Nous voulions travailler avec le ministère afin de voir comment cela pouvait se faire dans le respect du ministère comme de nos organismes membres, afin que nous puissions écouter les gens qui font face à ces frustrations à l'échelon communautaire.
Je revois dans mon esprit l'image de ce qui restait de notre assemblée générale annuelle : des participantes invitées à se présenter le lundi matin, après une fin de semaine occupée par un processus organisationnel chargé, qui se présentent dans une pièce et se font demander — sans examen préalable d'un document, sans analyse préalable et sans discussion de groupe — de dire ce qu'elles pensent d'un document qu'on leur a montré au dernier instant. Et les femmes nous ont dit comment elles se sentaient.
Nous avons une transcription qui témoigne des frustrations et du niveau des discussions que ces femmes ont eues avec nous. En raison de préoccupations touchant la protection de la vie privée et vu la nature de certains commentaires, et parce que le document n'est pas caviardé, nous avons décidé de ne pas distribuer le document. Mais, au sujet de certains témoignages, nous avons obtenu de ces femmes un consentement écrit afin que nous puissions utiliser des extraits qui n'identifient personne, pour illustrer ce qu'elles pensaient de cette séance et de la façon dont les choses allaient se dérouler.

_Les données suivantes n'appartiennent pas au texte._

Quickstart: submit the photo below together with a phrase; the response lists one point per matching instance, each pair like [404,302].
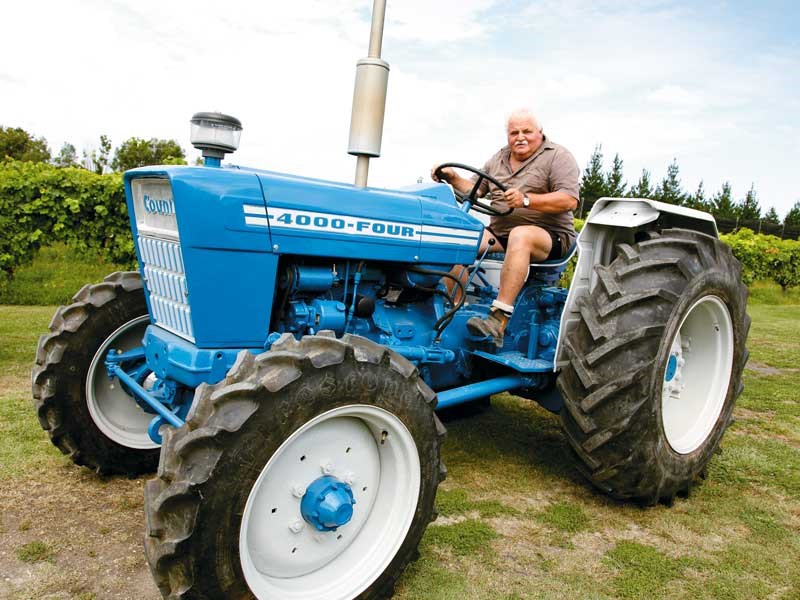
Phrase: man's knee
[531,238]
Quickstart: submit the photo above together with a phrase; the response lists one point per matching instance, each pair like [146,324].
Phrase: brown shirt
[552,168]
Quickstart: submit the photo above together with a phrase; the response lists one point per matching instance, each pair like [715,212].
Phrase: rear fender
[613,221]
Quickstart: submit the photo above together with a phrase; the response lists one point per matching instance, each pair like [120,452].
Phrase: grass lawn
[517,521]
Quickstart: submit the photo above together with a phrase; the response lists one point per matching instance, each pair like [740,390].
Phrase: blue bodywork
[232,258]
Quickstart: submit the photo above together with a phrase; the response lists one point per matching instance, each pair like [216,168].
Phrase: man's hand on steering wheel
[445,172]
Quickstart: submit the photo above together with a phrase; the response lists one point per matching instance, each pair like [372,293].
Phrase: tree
[749,210]
[593,184]
[669,190]
[643,187]
[698,199]
[792,218]
[137,152]
[20,145]
[772,216]
[67,156]
[97,160]
[722,204]
[615,187]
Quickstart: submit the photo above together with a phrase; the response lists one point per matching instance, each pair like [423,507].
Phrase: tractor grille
[165,279]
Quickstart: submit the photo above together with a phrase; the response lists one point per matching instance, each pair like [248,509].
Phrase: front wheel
[309,472]
[655,365]
[89,417]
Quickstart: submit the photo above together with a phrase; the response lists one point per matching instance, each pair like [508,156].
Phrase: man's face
[524,137]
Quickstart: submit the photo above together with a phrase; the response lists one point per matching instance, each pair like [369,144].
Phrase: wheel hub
[327,504]
[697,374]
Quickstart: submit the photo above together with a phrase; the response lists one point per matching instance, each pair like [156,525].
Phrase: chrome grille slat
[166,283]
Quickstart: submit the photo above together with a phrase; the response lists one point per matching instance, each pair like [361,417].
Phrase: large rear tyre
[88,417]
[237,508]
[656,365]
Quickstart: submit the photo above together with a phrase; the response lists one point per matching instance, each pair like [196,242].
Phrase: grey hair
[524,113]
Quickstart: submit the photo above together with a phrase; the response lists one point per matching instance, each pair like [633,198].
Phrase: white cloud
[651,80]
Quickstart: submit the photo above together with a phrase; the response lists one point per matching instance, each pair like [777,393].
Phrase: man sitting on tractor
[542,178]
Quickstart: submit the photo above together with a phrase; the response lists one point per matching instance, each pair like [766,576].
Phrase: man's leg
[526,243]
[460,271]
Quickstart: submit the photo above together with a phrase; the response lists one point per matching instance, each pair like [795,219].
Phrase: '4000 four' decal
[304,220]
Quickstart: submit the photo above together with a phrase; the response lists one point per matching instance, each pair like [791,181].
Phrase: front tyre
[309,472]
[656,365]
[88,417]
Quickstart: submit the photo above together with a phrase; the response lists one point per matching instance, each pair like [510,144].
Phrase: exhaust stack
[369,99]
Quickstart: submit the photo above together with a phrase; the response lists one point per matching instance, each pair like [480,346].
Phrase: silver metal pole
[369,99]
[376,33]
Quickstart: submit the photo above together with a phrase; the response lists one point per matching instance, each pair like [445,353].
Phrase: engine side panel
[228,269]
[318,218]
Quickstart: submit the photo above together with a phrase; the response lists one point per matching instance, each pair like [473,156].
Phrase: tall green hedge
[766,257]
[41,204]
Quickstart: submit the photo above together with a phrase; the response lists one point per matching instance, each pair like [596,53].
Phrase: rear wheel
[89,417]
[309,472]
[656,365]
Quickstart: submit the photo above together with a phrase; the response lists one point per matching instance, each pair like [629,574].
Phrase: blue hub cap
[672,367]
[327,503]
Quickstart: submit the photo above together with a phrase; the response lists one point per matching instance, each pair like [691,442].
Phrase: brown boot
[494,325]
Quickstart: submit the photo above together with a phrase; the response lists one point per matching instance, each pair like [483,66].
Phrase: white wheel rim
[113,410]
[697,375]
[282,556]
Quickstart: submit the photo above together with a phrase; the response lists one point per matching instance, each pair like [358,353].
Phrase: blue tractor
[282,350]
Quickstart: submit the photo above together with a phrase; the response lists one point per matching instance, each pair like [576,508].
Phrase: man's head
[524,133]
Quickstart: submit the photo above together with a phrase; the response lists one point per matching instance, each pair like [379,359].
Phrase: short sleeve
[487,168]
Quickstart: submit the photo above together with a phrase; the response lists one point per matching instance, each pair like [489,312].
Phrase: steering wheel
[472,196]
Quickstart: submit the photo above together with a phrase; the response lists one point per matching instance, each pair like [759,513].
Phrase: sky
[713,85]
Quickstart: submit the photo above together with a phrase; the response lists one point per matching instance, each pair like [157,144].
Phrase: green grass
[35,551]
[643,571]
[55,274]
[568,517]
[768,292]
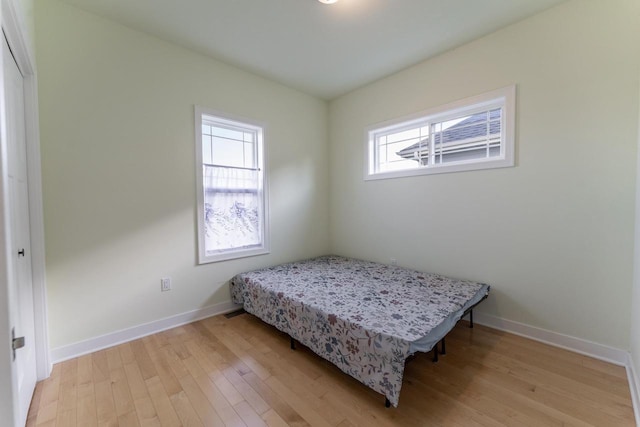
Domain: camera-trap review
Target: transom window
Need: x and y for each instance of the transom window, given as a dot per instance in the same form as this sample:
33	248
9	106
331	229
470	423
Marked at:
231	189
474	133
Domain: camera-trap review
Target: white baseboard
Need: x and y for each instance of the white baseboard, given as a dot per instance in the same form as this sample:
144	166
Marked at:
633	386
70	351
577	345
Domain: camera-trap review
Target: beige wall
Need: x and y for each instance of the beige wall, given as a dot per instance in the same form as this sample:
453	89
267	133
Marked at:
635	301
553	235
118	163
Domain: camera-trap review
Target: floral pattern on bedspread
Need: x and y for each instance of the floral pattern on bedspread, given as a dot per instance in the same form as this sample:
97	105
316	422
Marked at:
361	316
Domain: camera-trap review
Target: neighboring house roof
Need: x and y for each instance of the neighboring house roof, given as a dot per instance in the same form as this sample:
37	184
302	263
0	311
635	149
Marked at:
472	128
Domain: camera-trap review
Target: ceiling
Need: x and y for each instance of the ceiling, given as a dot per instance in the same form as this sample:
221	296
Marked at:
324	50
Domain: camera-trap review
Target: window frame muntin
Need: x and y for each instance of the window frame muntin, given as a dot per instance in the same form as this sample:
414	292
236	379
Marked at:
504	97
261	162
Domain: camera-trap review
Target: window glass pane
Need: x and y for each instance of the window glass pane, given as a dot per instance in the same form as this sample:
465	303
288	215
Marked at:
228	133
232	208
477	133
227	152
473	136
249	155
406	149
206	149
233	219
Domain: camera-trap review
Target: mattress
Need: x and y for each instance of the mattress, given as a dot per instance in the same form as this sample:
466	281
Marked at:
364	317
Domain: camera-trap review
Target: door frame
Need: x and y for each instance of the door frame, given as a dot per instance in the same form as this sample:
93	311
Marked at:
15	30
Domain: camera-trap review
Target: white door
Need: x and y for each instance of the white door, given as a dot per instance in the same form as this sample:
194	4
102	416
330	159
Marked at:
20	282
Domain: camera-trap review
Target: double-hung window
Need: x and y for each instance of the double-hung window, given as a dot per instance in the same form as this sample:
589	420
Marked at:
473	133
232	205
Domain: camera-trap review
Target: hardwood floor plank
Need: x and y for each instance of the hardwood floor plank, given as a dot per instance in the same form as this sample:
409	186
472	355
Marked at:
105	405
121	393
161	402
147	369
184	409
240	372
200	403
146	412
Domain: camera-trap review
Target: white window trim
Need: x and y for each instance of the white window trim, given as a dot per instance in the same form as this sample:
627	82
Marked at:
203	258
505	97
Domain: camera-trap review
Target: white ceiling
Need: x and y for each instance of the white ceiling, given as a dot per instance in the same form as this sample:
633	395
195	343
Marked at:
324	50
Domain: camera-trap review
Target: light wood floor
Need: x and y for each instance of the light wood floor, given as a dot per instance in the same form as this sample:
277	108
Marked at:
241	372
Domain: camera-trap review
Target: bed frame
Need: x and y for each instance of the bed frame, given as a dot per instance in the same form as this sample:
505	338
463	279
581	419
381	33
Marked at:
300	299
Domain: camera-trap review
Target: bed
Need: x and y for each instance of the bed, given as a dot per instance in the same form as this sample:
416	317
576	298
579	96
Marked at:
364	317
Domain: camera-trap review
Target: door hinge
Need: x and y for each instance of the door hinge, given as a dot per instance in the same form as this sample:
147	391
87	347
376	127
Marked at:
16	343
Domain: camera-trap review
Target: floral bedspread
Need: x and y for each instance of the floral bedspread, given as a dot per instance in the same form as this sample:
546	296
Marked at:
361	316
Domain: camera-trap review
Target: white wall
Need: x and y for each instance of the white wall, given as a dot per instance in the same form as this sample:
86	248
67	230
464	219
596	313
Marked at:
118	163
635	301
553	235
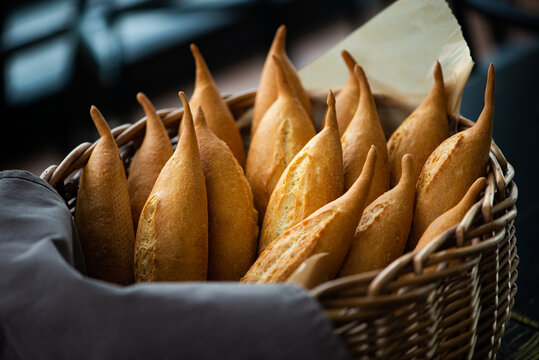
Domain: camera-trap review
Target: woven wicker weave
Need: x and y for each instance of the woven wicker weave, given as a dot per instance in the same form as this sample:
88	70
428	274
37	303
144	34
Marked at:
450	300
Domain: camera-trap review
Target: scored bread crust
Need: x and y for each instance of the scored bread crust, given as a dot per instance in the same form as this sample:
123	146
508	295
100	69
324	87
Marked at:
383	229
267	87
103	211
148	160
283	132
422	131
452	216
232	218
330	230
172	235
348	98
452	168
218	116
363	131
312	179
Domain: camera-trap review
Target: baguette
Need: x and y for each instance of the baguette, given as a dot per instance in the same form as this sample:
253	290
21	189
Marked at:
348	98
330	230
267	87
283	132
312	179
451	169
383	229
172	234
217	113
363	131
103	212
148	160
422	131
232	218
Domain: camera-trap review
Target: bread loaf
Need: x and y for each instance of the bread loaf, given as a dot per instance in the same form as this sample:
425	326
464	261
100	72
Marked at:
422	131
452	216
383	229
148	160
103	212
363	131
451	169
348	98
267	87
172	234
232	218
312	179
283	131
218	115
330	230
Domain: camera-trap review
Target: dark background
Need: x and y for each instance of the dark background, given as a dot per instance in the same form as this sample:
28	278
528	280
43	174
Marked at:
59	57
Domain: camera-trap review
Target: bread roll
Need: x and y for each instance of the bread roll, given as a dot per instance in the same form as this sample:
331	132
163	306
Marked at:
383	229
330	230
172	234
451	169
313	179
422	131
283	131
218	115
232	218
267	87
363	131
148	160
103	213
348	98
452	216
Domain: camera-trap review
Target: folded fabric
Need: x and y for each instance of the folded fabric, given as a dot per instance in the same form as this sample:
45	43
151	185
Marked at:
50	310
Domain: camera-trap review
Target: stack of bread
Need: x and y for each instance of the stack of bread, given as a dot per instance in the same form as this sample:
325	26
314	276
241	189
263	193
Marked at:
211	209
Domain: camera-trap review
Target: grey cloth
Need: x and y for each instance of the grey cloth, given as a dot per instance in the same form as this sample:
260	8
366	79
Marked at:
50	310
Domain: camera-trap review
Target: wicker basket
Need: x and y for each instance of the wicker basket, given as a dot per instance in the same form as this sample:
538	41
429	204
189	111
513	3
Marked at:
450	300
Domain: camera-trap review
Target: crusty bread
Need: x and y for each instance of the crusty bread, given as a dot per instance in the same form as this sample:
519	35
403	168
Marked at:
148	160
330	230
363	131
103	213
283	131
172	235
267	87
232	218
451	169
218	116
312	179
348	98
383	229
422	131
452	216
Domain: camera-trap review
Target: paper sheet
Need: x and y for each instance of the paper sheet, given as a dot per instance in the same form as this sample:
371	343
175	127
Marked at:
398	49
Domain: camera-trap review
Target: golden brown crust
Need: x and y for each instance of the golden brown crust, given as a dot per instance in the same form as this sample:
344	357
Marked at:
452	216
172	235
313	179
451	169
363	131
330	229
267	87
232	218
103	214
348	98
383	229
422	131
149	159
218	115
283	131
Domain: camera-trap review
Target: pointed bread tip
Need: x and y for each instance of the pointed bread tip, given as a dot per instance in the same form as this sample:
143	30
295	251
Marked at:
331	115
99	121
349	60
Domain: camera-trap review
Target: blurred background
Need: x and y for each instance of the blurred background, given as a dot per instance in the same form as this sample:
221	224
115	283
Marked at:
61	56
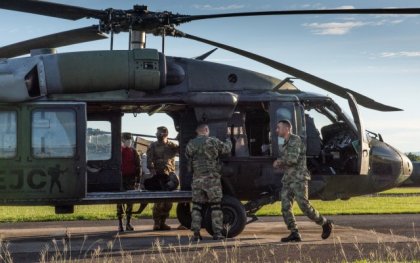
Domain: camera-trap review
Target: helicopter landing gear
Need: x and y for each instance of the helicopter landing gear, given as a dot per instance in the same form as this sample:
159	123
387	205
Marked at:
234	217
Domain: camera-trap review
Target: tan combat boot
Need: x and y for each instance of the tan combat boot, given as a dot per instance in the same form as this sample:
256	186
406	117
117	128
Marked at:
164	226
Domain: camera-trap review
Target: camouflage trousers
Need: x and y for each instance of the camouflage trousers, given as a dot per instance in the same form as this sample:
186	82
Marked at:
209	191
128	183
161	211
297	191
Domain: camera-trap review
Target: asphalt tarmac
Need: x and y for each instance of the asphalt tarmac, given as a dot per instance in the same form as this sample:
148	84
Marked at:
356	237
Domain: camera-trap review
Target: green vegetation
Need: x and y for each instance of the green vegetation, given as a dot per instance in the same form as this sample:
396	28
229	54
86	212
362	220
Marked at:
357	205
405	190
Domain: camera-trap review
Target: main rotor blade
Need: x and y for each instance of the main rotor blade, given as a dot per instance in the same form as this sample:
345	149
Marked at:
319	82
51	9
373	11
75	36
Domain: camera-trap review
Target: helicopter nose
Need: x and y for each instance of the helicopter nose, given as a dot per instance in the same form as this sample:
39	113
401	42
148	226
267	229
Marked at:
407	166
389	167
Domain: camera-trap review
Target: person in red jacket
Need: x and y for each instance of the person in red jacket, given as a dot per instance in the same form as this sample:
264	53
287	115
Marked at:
130	172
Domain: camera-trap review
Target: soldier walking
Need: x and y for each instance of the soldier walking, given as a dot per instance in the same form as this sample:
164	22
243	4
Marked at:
161	163
130	170
295	183
203	154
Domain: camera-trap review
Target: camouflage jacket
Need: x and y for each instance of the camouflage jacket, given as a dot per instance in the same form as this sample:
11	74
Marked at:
294	160
161	157
203	154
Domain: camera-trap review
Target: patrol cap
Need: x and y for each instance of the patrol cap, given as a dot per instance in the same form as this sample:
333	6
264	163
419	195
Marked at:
126	136
287	122
162	129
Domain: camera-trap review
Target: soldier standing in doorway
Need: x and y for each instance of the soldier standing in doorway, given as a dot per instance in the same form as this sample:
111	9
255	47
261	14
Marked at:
295	183
203	154
161	163
130	171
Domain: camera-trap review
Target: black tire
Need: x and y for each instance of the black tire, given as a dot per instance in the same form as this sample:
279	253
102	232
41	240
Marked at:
183	213
234	217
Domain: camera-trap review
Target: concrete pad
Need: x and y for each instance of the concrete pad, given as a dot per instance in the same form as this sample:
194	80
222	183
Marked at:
86	237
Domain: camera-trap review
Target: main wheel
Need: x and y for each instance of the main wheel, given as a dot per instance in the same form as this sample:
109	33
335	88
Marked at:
183	213
234	217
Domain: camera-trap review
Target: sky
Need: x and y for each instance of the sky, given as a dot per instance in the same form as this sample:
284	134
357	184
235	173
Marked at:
376	55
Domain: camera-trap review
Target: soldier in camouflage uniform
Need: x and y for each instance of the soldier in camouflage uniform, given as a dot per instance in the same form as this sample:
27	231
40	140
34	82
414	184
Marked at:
203	154
161	163
295	183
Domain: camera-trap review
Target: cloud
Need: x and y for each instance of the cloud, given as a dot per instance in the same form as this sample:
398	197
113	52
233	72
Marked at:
334	28
342	28
219	8
400	54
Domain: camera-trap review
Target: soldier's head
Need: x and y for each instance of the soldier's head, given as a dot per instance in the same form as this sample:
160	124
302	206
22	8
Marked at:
203	129
284	128
127	139
162	133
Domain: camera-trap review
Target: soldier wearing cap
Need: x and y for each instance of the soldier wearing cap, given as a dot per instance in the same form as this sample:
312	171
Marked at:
295	183
203	154
130	171
161	163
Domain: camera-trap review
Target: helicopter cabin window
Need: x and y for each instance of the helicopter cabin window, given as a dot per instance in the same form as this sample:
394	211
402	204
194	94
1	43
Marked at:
53	133
237	134
330	140
257	123
8	136
284	113
98	138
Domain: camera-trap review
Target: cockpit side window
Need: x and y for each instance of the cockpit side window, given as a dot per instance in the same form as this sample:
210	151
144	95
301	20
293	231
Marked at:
8	136
54	133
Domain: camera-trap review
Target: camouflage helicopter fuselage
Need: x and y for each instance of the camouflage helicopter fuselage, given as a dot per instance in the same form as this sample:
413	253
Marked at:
237	103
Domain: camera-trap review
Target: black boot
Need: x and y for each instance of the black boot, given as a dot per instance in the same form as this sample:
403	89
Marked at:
197	236
218	237
326	229
293	237
128	226
120	225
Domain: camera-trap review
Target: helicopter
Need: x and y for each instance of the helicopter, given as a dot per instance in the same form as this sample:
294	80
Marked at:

Nous sommes déjà à la fin septembre. Octobre, novembre, décembre... le 3 février? Peut-on même accomplir cela? Elles étaient plus intéressées à savoir pourquoi on s'adressait à elles maintenant, quatre mois et demi avant l'échéance. « Pourquoi nous consultez-vous de cette façon? Comment pouvez-vous vous attendre à obtenir des réponses valides, de façon coordonnée, de la part de toutes nos femmes et de toutes nos communautés? » Voilà comment s'est déroulée la journée consacrée aux aspects techniques. Merci, monsieur le sénateur Paterson.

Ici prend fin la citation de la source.